The North Carolina Piedmont Triad's source for Entertainment. Arts. Music. And More.
116 E. Main St., Jamestown
Salads: $7.50-$9.95
Sandwiches: $6.75-$9.95
Sides: $1.95-$3.50
Drinks: $1.50
Soup (seasonal): $3.95
Dessert: $1.50-$4.50
Hours: 11 a.m.-6:30 p.m. Monday-Friday, 11 a.m.-5 p.m. Saturday, closed Sunday
Information: 887-0001, www.rivertwistshop.com
Nothing beats a restaurant with a great patio. I like patio dining so much, in fact, I have a running list of favorite Triad patios for different times of day and year, with some being best for weekend brunch, some best for enjoying a late afternoon beer and fries, others best for catching and holding the last of the day's heat once the weather starts turning cool.
I'm always looking to expand this list, and I've just managed to do so with Jamestown's River Twist Kitchen. The tiny restaurant has not just one but two outdoor seating areas -- the upper deck is covered, providing a shady respite from the sun, and the lower-level patio is open and airy, dappled with sunlight and filled with charming, mismatched patio furniture, plants and garden décor.

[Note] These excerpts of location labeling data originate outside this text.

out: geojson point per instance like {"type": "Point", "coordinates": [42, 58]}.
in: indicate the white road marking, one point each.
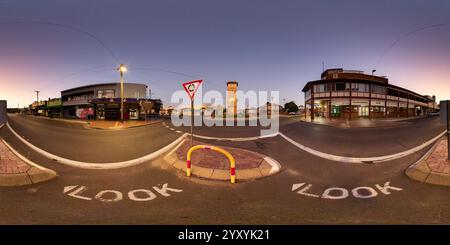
{"type": "Point", "coordinates": [112, 165]}
{"type": "Point", "coordinates": [164, 190]}
{"type": "Point", "coordinates": [109, 196]}
{"type": "Point", "coordinates": [386, 187]}
{"type": "Point", "coordinates": [118, 196]}
{"type": "Point", "coordinates": [327, 194]}
{"type": "Point", "coordinates": [236, 139]}
{"type": "Point", "coordinates": [150, 195]}
{"type": "Point", "coordinates": [29, 162]}
{"type": "Point", "coordinates": [304, 190]}
{"type": "Point", "coordinates": [361, 159]}
{"type": "Point", "coordinates": [76, 193]}
{"type": "Point", "coordinates": [339, 193]}
{"type": "Point", "coordinates": [69, 188]}
{"type": "Point", "coordinates": [370, 190]}
{"type": "Point", "coordinates": [275, 165]}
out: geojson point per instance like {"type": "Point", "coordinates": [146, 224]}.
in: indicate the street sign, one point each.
{"type": "Point", "coordinates": [2, 111]}
{"type": "Point", "coordinates": [191, 87]}
{"type": "Point", "coordinates": [443, 110]}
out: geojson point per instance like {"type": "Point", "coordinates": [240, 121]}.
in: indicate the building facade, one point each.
{"type": "Point", "coordinates": [102, 101]}
{"type": "Point", "coordinates": [353, 94]}
{"type": "Point", "coordinates": [232, 96]}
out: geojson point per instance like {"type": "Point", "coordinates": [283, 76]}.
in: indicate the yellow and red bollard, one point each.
{"type": "Point", "coordinates": [226, 153]}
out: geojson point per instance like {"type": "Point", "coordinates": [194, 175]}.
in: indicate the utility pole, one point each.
{"type": "Point", "coordinates": [122, 68]}
{"type": "Point", "coordinates": [37, 96]}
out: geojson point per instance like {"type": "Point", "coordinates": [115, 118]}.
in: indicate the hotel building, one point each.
{"type": "Point", "coordinates": [352, 94]}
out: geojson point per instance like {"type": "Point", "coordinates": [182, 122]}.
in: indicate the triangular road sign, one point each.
{"type": "Point", "coordinates": [191, 87]}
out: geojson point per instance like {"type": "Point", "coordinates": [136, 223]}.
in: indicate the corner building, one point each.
{"type": "Point", "coordinates": [352, 94]}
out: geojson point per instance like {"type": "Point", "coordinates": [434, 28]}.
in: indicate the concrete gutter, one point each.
{"type": "Point", "coordinates": [420, 171]}
{"type": "Point", "coordinates": [90, 165]}
{"type": "Point", "coordinates": [35, 174]}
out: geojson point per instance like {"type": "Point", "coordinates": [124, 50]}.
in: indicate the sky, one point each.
{"type": "Point", "coordinates": [53, 45]}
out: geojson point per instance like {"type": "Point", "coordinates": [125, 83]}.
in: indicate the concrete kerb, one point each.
{"type": "Point", "coordinates": [87, 126]}
{"type": "Point", "coordinates": [362, 159]}
{"type": "Point", "coordinates": [267, 168]}
{"type": "Point", "coordinates": [88, 165]}
{"type": "Point", "coordinates": [420, 171]}
{"type": "Point", "coordinates": [57, 119]}
{"type": "Point", "coordinates": [35, 174]}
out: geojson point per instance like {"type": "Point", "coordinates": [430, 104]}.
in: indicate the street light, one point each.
{"type": "Point", "coordinates": [122, 69]}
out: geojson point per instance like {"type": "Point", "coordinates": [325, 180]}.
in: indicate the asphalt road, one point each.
{"type": "Point", "coordinates": [266, 201]}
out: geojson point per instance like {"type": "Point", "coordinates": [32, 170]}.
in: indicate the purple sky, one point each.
{"type": "Point", "coordinates": [264, 45]}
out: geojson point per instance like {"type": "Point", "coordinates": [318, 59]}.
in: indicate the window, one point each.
{"type": "Point", "coordinates": [340, 86]}
{"type": "Point", "coordinates": [319, 88]}
{"type": "Point", "coordinates": [363, 87]}
{"type": "Point", "coordinates": [109, 93]}
{"type": "Point", "coordinates": [392, 92]}
{"type": "Point", "coordinates": [376, 89]}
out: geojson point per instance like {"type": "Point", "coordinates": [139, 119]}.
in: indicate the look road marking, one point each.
{"type": "Point", "coordinates": [338, 193]}
{"type": "Point", "coordinates": [137, 195]}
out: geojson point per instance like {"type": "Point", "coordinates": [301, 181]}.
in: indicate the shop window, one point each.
{"type": "Point", "coordinates": [340, 86]}
{"type": "Point", "coordinates": [109, 93]}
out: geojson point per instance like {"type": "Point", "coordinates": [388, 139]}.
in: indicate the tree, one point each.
{"type": "Point", "coordinates": [290, 107]}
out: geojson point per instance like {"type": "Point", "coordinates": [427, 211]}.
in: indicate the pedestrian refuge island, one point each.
{"type": "Point", "coordinates": [214, 148]}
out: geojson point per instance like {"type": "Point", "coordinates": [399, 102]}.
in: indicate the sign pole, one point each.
{"type": "Point", "coordinates": [448, 129]}
{"type": "Point", "coordinates": [191, 87]}
{"type": "Point", "coordinates": [192, 122]}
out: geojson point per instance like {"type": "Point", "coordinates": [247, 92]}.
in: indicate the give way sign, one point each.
{"type": "Point", "coordinates": [191, 87]}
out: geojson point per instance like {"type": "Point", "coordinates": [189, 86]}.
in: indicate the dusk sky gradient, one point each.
{"type": "Point", "coordinates": [264, 45]}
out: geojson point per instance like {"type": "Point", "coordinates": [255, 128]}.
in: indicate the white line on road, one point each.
{"type": "Point", "coordinates": [275, 165]}
{"type": "Point", "coordinates": [26, 160]}
{"type": "Point", "coordinates": [236, 139]}
{"type": "Point", "coordinates": [362, 159]}
{"type": "Point", "coordinates": [88, 165]}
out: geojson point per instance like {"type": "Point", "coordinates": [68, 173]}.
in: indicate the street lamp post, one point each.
{"type": "Point", "coordinates": [122, 69]}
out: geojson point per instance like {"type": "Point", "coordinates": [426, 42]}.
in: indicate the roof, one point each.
{"type": "Point", "coordinates": [361, 81]}
{"type": "Point", "coordinates": [99, 84]}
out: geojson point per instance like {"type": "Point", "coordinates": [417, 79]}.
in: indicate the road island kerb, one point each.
{"type": "Point", "coordinates": [358, 123]}
{"type": "Point", "coordinates": [102, 124]}
{"type": "Point", "coordinates": [17, 170]}
{"type": "Point", "coordinates": [208, 164]}
{"type": "Point", "coordinates": [433, 167]}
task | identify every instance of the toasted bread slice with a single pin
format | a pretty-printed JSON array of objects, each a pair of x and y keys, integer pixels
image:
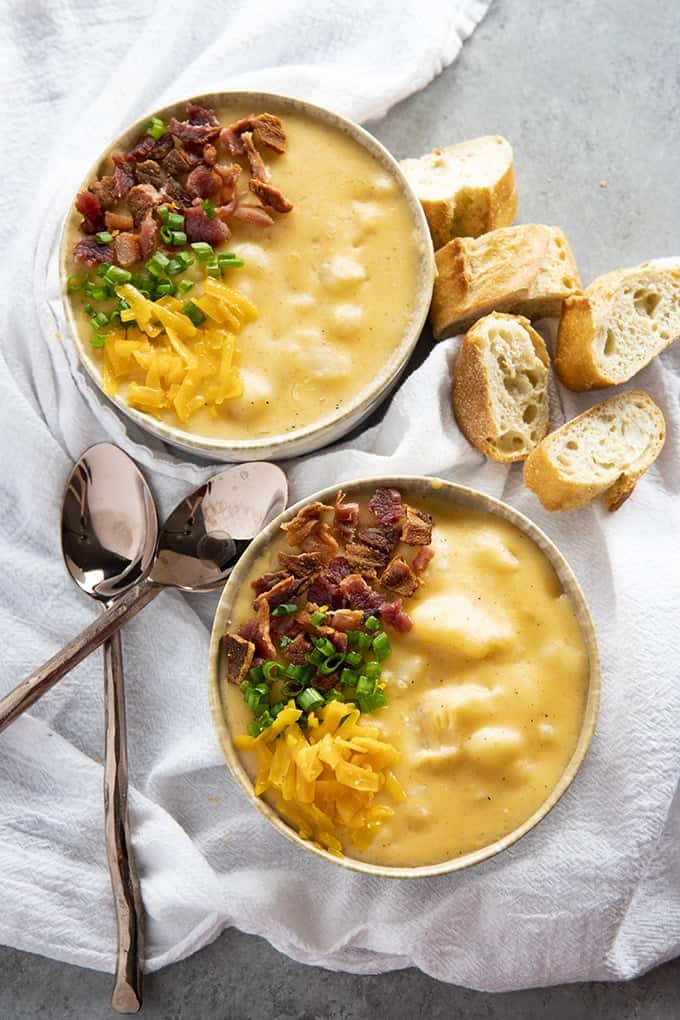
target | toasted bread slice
[
  {"x": 500, "y": 388},
  {"x": 467, "y": 189},
  {"x": 602, "y": 452},
  {"x": 620, "y": 322},
  {"x": 527, "y": 269}
]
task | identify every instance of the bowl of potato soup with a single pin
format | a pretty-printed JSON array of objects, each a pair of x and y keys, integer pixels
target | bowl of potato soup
[
  {"x": 246, "y": 274},
  {"x": 404, "y": 675}
]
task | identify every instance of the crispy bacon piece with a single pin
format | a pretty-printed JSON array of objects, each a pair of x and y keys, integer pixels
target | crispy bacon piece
[
  {"x": 422, "y": 558},
  {"x": 416, "y": 527},
  {"x": 269, "y": 195},
  {"x": 239, "y": 654},
  {"x": 125, "y": 249},
  {"x": 279, "y": 592},
  {"x": 398, "y": 576},
  {"x": 298, "y": 650},
  {"x": 303, "y": 565},
  {"x": 385, "y": 504},
  {"x": 203, "y": 182},
  {"x": 304, "y": 522},
  {"x": 92, "y": 253},
  {"x": 393, "y": 614},
  {"x": 200, "y": 227},
  {"x": 118, "y": 221},
  {"x": 123, "y": 175},
  {"x": 346, "y": 517}
]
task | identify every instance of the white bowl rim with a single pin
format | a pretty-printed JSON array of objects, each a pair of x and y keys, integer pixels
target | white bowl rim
[
  {"x": 310, "y": 437},
  {"x": 457, "y": 495}
]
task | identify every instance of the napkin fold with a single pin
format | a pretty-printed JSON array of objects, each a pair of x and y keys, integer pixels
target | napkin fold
[{"x": 593, "y": 891}]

River Twist is a gift, garden and design shop. The gift shop is on Main Street, and the café can be reached either by driving around to the lower level in back or walking through the upper deck behind the store. Pass through some seating and more garden statues, and wind down the wooden stairs, past the lily pads and koi in the fishpond, to the lower patio and the café's door. Orders are placed at the counter and delivered to the table a few minutes later. A handful of tables lines one wall of the café, but the majority of seating is outside.

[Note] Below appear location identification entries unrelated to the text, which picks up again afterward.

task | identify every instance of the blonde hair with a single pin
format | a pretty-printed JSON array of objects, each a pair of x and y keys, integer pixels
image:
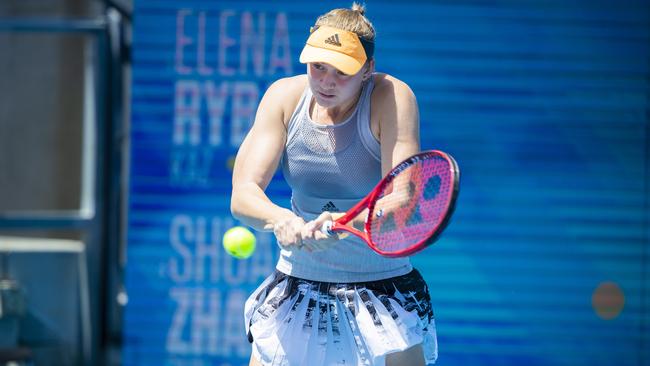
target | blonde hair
[{"x": 353, "y": 20}]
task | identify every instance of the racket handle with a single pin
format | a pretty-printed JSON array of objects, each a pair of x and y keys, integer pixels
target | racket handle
[{"x": 327, "y": 228}]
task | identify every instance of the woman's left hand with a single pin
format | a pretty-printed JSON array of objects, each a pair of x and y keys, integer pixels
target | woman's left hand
[{"x": 313, "y": 238}]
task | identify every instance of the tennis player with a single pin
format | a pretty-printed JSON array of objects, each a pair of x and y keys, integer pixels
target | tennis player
[{"x": 334, "y": 132}]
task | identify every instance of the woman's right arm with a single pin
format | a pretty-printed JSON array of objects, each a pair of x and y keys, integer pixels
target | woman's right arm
[{"x": 257, "y": 160}]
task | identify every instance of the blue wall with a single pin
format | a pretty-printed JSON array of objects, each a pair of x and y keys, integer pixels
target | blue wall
[{"x": 544, "y": 104}]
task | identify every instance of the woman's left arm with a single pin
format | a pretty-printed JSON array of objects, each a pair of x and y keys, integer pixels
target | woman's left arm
[{"x": 399, "y": 122}]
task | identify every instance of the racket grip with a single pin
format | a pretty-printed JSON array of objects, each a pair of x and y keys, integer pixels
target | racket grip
[{"x": 327, "y": 228}]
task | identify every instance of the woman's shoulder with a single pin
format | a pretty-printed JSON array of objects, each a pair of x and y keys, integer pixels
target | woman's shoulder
[
  {"x": 288, "y": 88},
  {"x": 285, "y": 94}
]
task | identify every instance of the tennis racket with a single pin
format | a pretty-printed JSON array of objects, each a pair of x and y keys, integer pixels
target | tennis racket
[{"x": 408, "y": 209}]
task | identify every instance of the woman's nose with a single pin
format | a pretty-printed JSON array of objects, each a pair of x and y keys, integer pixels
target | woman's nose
[{"x": 329, "y": 80}]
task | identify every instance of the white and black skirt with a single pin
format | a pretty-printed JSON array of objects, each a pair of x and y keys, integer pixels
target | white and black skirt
[{"x": 293, "y": 322}]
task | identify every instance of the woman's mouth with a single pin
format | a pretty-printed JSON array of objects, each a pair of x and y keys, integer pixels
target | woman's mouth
[{"x": 325, "y": 95}]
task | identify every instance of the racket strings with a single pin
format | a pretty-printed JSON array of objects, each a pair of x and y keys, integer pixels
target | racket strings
[{"x": 411, "y": 206}]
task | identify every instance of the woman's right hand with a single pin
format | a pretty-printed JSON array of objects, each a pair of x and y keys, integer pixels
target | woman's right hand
[{"x": 288, "y": 232}]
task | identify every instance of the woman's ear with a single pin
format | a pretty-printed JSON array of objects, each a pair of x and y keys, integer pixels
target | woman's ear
[{"x": 369, "y": 69}]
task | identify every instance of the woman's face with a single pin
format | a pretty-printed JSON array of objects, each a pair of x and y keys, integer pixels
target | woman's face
[{"x": 331, "y": 87}]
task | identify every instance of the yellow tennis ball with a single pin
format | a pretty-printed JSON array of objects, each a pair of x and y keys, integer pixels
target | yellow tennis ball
[{"x": 239, "y": 242}]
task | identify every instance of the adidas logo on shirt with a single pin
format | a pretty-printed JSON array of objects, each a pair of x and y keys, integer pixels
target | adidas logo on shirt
[
  {"x": 329, "y": 206},
  {"x": 334, "y": 40}
]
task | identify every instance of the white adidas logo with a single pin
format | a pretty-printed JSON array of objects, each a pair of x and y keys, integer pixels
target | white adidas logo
[{"x": 334, "y": 40}]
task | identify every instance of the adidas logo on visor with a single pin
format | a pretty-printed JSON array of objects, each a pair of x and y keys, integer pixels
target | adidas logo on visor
[{"x": 334, "y": 40}]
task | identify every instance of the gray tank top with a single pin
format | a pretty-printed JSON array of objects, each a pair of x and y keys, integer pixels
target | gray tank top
[{"x": 331, "y": 168}]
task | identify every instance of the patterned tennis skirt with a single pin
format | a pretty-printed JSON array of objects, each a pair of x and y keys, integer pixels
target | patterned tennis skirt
[{"x": 294, "y": 322}]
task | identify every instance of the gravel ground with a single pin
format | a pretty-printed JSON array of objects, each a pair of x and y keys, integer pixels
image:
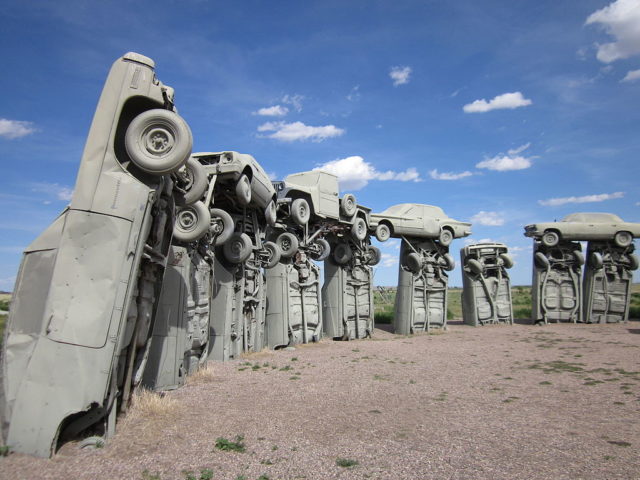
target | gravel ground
[{"x": 496, "y": 402}]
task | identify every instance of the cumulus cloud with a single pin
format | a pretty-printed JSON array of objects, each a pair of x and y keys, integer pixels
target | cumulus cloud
[
  {"x": 354, "y": 173},
  {"x": 55, "y": 190},
  {"x": 489, "y": 219},
  {"x": 554, "y": 202},
  {"x": 274, "y": 111},
  {"x": 511, "y": 161},
  {"x": 294, "y": 100},
  {"x": 631, "y": 76},
  {"x": 290, "y": 132},
  {"x": 506, "y": 100},
  {"x": 621, "y": 20},
  {"x": 400, "y": 75},
  {"x": 15, "y": 128},
  {"x": 448, "y": 175}
]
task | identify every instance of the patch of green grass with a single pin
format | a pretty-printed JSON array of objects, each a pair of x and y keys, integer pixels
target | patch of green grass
[
  {"x": 229, "y": 446},
  {"x": 346, "y": 462}
]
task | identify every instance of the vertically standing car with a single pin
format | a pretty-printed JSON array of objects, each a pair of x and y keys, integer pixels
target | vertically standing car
[{"x": 81, "y": 318}]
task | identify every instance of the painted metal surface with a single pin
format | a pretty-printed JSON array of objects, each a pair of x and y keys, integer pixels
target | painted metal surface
[
  {"x": 607, "y": 282},
  {"x": 421, "y": 298},
  {"x": 293, "y": 313},
  {"x": 556, "y": 289},
  {"x": 80, "y": 324},
  {"x": 486, "y": 287}
]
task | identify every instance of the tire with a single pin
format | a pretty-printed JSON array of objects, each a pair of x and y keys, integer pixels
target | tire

River Twist's menu comprises a selection of salads, sandwiches, wraps and burgers. It includes a pretty interesting range of offerings not found at your typical sandwich shop.
Take, for instance, the crab cake sliders -- lightly floured and sautéed, served on wheat rolls with tomato, baby spinach, whole-grain mustard and a chive remoulade. The J. Michael sandwich pairs grilled summer squash with fresh mozzarella, roasted red peppers, greens and an herb mayonnaise. There are meatloaf sliders on the menu, as well as a ½-pound burger. A chicken wrap comes with white wine dressing, romaine, tomato and shaved Parmesan, and the turkey croissant features turkey salad made with house-roasted turkey, candied walnuts, celery and dried cranberries. I appreciate River Twist roasting its own turkey and next time would likely order the shaved roasted turkey sandwich with sautéed onions, melted Muenster and honey mustard, served on rye and "grilled to perfection."
This time, though, I opted for a salad. Rather than the Steak and Blue Cheese or Caribbean Flat-Iron Chicken salads, I chose the Onion Ring Chicken Salad. A good amount of juicy, pan-seared chicken breast had been thinly sliced atop a bed of crisp romaine, chopped cucumbers, tomatoes, hard-boiled egg and shredded cheese. Slivers of breaded and fried onion topped the salad, and the honey mustard dressing that came on the side was a tangy accompaniment. Other salads include greens topped with crab cakes, roasted peppers, corn and onion relish. Another tops greens with fajita-spiced sirloin grilled with onions and peppers and a cilantro ranch dressing.
As a side, I tried the potato salad, which was simple but savory. Perfectly cooked potatoes were dressed in dill-scented mustard and mayonnaise, with crisp slivers of celery and dill pickle adding both crunch and flavor.
I typically find mayonnaise-dressed salads too heavy, too mayonnaisey, but this one was anything but. I really enjoyed it, though I did think the portion size could have been a bit more generous.
For dessert, River Twist offers a small selection of cakes, cookies and the occasional brownie, courtesy of Greensboro's Maxie B's.
The food at River Twist is fresh-tasting and well-executed, and even though it might cost a bit more than I'd pay for a sandwich every day of the week, the prices feel reasonable given the quality. And the patio dining, particularly as fall settles in, is lovely.
My only quibbles have to do with details - details that could make an otherwise good meal great.
When going out for a meal of this sort -- casual but beyond the everyday in concept and price -- I expect a certain level of detail to match the food. Silverware and simple dishes would suit this food much better than the plastic currently in use.
Also, a more interesting selection of beverages would complement the food and add to the restaurant's uniqueness. There are so many tasty and unusual drinks on the market -- fruit-based sparklers, bottled sodas made with real sugar instead of corn syrup and bottled waters -- it would make sense to offer them at a restaurant that, like River Twist, seems to be aiming to provide a dining experience beyond the usual. Upping the ante with a few simple changes could turn a simple, good meal into something more like a special occasion.